The Double Life of Daniel Glick is his first novel. He is currently living in London and working on his second novel.

Contents

Title Page

About the Author

Chapter One

Chapter Two

Chapter Three

Chapter Four

Chapter Five

Chapter Six

Chapter Seven

Chapter Eight

Copyright

One

That day I felt sick. I counted the minutes till the end of the day, they were long and dull and I wanted them gone. Perhaps I was just bored. I asked my boss if I could go home, but he said that I should hold on for as long as I could. He didn’t even look up from the papers spread before him on his desk; he was hunched over them as though I was trying to copy his answers in an exam. I went back to my own desk and held on until the end of the day, and I left when everybody else left, just like I would have on any other day.

My boss’s name is Mr Ferrer, but we all had to call him by his first name, his first name is Daniel. He only became our boss because the one before him died in the earthquake, his name was Mr Banos, and I bet you that he would have let me go home if I had told him that I wasn’t feeling well, he would have put down what he was doing at that very moment and he would have asked me what was wrong. The block of flats where Mr Banos lived collapsed on top of him and there was only one survivor. A few of us from work went to see the building, and it was hard to believe that even one person had survived, the top floor was completely intact, but the other five storeys were squashed underneath it, neatly folded like an accordion shut tight.

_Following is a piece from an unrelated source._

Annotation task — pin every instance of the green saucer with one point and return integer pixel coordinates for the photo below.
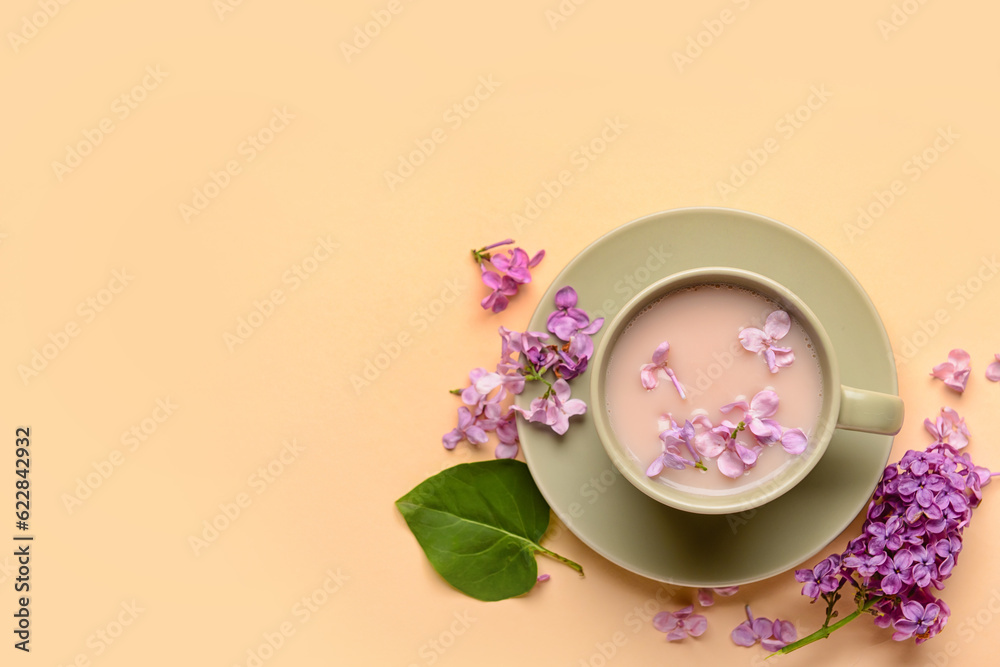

Mr Ferrer was tall and thin and looked a lot older than he was, he wore white shirts that were so worn and so old that you could see right through them, I swear you could actually see the darkness of the hair on his chest right through the material of the shirt, and his teeth were crooked and brown, like the pictures of teeth in the dentist’s waiting room that show you how your teeth will end up if you don’t look after them.

My name is Daniel Glick and I didn’t really talk to many of the people in the office because you couldn’t really trust any of them. There was one man who I got to know because we both started working there on the same day, we met up in the canteen and had lunch together for the first few weeks until we got to know the other people who worked with us, and then we had lunch with them instead. His name is Daniel as well, and at first we laughed about the fact that there were three of us with the same name, but then it just became annoying rather than funny and nobody joked about it any more. After awhile he was promoted to a job on the third floor and he ate by himself in the canteen, and we hardly exchanged a word after that.

That day the people in the train on the way home were stuffed in like matches in their box, the way they are every night, the air was thick with their smell and their breath and it made me feel sick for real. At last I reached my stop, and at last I could breathe. I stood on the escalators that rolled up into the street, and the further up they went the more blinding the daylight seemed, as though I had spent the whole of the day under the ground. The pavement outside the station was covered in leaves that crunched under my feet as I walked home, the leaves left on the trees were either red or yellow or brown, some of them hovered in midair like the magic carpets in the stories my mother used to read to me when I was a child. Every day those leaves were collected and incinerated in large metal bins, the smell of burning leaves made its way into every room in every house in the city, and still the ground was covered in them, and still they crunched under my feet with every step that I took.

I pushed the heavy metal door of the entrance to the block of flats where I live. As always it was dark inside and I stepped cautiously until my eyes began to adjust to the darkness, and I could let go of the banister and make my way up the stairs unaided.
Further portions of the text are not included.